SecurityBrief Asia - Technology news for CISOs & cybersecurity decision-makers
Story image
Temu achieves MASA certification for its mobile app security
Wed, 21st Feb 2024

Temu has announced its successful attainment of Mobile Application Security Assessment (MASA) certification, following a comprehensive evaluation by DEKRA, the world's premier independent testing agency. Launched in July 2022 by the Google-initiated App Defense Alliance (ADA), the MASA certification is designed to enhance application security via independent third-party assessments. High-profile applications like Walmart, Google, YouTube, Instacart, and Otto are among those that have received this certification.

The Boston-based e-commerce company, which returned for a second year of advertising at the Super Bowl, earned this certification as part of its ongoing commitment to maintaining the highest security and privacy standards for its users. MASA certification ensures compliance with a series of stringent security guidelines aimed at defending mobile applications against the most current cybersecurity threats.

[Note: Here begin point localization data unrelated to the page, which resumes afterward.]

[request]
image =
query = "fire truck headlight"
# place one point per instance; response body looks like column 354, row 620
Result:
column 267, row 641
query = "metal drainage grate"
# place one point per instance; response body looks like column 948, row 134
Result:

Within the MASA framework, applications undergo an extensive review of data handling, encryption practices, authentication mechanisms, and adherence to industry-standard privacy protections. Access control, data privacy, security within the app, use of robust encryption for information protection, internet transmission security, validation of all incoming data, and restriction on other apps accessing secure features are all key areas evaluated. Temu's procurement of the MASA certification illustrates its determination to protect users' personal and financial information, providing an additional layer of security beyond that required by the Google Play store.

Speaking on behalf of the company, a spokesperson said, "We submitted the Temu app for MASA certification as part of our continuous effort to improve on user privacy and security. We want to assure our users that they can shop with confidence, knowing their data is protected by the best practices in the industry."

The MASA certification marks the latest stride in Temu's roadmap to heightening transparency around its security and privacy practices. Previously, collaboration with San Francisco-based cybersecurity firm HackerOne resulted in the establishment of a bug bounty programme, incentivising ethical hackers to uncover and report security vulnerabilities within the Temu system. Addition of two-factor authentication added a further dimension to the security of user login procedures.

MASA certification embodies a commitment to preserving the safety of the Google Play and broader Android ecosystem, while fostering greater transparency for consumers. DEKRA is among the six Google Authorised Labs conducting such security assessments. Operating in an increasingly digitised world, such a proactive approach to security has become a priority for companies like Temu, seeking to assure their users about the sanctity of their personal information.